The victim would have no idea they lost their $40,000 vehicle.
Mysk said the exploit takes minutes, and to prove it all works, he stole his own car.
The process is simple.
Photo: NurPhoto / Contributor (Getty Images)
The victim connects to the WiFi data pipe and enters their username and password on the fake Tesla website.
The victim enters that code into the fake website, and the thief gains access to their account.
From there, the car is yours.
it’s possible for you to see Mysks demonstration of the attack in the video below.
The Tesla owner could finish charging the car and drive off to go shopping or park outside their house.
This means with a leaked email and password, an owner could lose their Tesla vehicle.
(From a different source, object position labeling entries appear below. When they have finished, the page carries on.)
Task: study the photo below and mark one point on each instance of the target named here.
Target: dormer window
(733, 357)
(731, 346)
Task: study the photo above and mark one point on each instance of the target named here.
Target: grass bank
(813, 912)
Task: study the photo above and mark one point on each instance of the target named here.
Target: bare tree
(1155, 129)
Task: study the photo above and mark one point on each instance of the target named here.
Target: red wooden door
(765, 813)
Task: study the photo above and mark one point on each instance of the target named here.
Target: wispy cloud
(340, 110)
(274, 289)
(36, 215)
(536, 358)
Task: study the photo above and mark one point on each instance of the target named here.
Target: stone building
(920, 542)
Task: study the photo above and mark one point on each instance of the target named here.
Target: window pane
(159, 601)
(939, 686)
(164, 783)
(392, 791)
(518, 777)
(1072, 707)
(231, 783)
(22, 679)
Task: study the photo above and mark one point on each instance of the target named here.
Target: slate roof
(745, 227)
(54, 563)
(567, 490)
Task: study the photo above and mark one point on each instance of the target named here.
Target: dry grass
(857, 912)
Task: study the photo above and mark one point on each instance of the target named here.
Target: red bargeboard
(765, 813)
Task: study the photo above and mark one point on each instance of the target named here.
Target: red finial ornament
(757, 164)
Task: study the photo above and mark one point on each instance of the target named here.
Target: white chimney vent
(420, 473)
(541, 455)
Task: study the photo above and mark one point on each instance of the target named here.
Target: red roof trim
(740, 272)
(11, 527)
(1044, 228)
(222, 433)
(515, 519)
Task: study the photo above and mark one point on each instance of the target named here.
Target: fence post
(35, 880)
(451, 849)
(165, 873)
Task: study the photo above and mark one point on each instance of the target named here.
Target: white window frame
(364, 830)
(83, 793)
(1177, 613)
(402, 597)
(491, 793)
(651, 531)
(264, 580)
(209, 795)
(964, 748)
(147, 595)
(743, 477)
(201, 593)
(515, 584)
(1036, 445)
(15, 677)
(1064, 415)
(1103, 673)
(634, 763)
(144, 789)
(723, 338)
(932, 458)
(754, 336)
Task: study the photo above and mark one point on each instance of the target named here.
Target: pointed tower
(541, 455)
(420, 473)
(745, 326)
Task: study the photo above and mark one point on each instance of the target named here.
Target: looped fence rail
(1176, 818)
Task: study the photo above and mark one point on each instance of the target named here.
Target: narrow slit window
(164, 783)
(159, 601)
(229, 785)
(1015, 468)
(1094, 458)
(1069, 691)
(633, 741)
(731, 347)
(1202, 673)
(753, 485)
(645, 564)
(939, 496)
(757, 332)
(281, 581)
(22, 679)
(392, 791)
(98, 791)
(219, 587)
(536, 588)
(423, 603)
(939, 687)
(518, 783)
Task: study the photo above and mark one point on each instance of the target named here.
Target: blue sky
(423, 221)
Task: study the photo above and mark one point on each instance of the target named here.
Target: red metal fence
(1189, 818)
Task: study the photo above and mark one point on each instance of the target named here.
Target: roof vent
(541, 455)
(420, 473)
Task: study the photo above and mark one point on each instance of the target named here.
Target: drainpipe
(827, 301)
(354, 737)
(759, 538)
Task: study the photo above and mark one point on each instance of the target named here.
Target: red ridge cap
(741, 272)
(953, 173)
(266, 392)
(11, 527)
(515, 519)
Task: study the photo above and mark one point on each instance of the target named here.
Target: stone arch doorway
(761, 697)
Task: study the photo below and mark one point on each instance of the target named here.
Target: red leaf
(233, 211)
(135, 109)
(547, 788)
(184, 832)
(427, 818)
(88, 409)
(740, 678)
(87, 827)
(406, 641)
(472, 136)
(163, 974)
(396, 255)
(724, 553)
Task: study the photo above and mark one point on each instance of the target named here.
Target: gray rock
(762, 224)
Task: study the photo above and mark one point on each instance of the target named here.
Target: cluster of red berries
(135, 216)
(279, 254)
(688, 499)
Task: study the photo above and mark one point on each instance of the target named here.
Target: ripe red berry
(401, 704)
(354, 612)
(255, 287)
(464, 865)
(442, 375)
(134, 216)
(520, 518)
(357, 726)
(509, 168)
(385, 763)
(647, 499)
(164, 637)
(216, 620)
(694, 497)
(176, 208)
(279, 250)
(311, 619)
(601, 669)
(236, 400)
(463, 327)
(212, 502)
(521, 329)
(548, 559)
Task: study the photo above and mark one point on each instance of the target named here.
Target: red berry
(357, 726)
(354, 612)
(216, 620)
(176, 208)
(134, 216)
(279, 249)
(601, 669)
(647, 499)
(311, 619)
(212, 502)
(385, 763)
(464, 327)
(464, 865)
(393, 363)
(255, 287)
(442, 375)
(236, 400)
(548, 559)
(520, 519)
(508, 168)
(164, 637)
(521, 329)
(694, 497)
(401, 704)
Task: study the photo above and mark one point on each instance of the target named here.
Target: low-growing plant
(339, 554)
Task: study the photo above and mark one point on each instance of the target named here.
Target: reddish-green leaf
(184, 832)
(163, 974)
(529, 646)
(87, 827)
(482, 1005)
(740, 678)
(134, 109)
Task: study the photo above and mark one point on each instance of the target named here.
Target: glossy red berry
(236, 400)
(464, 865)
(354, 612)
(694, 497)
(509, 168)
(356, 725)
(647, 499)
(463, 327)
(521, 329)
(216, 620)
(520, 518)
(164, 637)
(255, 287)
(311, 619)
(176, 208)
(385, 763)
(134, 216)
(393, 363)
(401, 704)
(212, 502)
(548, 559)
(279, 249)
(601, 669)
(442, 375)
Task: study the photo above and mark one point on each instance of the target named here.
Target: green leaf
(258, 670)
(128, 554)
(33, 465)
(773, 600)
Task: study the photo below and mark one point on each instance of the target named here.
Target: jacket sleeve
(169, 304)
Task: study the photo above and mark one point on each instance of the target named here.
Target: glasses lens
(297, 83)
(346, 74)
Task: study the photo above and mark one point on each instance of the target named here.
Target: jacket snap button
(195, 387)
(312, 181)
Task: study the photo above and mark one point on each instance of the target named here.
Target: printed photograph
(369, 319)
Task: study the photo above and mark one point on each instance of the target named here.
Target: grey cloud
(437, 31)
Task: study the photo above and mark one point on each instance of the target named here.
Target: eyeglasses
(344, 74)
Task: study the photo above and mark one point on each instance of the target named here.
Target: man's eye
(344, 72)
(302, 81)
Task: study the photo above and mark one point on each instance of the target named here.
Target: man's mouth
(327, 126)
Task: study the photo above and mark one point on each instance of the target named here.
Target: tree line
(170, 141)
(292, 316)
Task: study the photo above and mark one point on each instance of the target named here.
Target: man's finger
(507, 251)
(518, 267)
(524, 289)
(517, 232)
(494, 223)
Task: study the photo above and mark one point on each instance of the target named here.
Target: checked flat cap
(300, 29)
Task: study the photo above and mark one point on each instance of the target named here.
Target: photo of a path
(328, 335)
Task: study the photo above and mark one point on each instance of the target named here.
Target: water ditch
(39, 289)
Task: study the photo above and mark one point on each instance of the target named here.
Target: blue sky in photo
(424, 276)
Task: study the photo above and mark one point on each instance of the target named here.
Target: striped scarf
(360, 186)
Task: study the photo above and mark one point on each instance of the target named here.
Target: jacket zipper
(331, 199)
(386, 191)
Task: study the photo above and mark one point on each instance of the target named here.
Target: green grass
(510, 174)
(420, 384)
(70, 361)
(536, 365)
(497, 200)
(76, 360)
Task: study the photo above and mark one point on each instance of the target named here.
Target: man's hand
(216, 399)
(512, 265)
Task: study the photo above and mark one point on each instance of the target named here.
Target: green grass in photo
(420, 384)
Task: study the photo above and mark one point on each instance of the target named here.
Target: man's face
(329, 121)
This is insane, Tommy Mysk said.
When you buy a Tesla, the company provides you with a physical keycard for the car.
However, when Mysk tried this exploit, it seemed that wasnt true.
He shared a copy of the exchange with Gizmodo.
We have investigated and determined that this is the intended behavior, Tesla said in the email.
Tesla, which typically ignores questions from the media, did not immediately respond to a request for comment.
Tesla Product Security teams confirmation that this is the intended behavior is preposterous, Mysk said.
The design to pair a phone key is clearly made super easy at the expense of security.
If a victim is tricked to expose their credentials, they shouldnt lose it all.
They shouldnt lose their car.
TheFlipper Zerois a controversial equipment thats designed for hobbyists, hackers, and people who want to stop them.
It wouldnt be hard for Tesla to solve this problem.
But without action from the company, Tesla owners may be sitting ducks.
But when your car key is a bunch of ones and zeros, things can get messy.
News from the future, delivered to your present.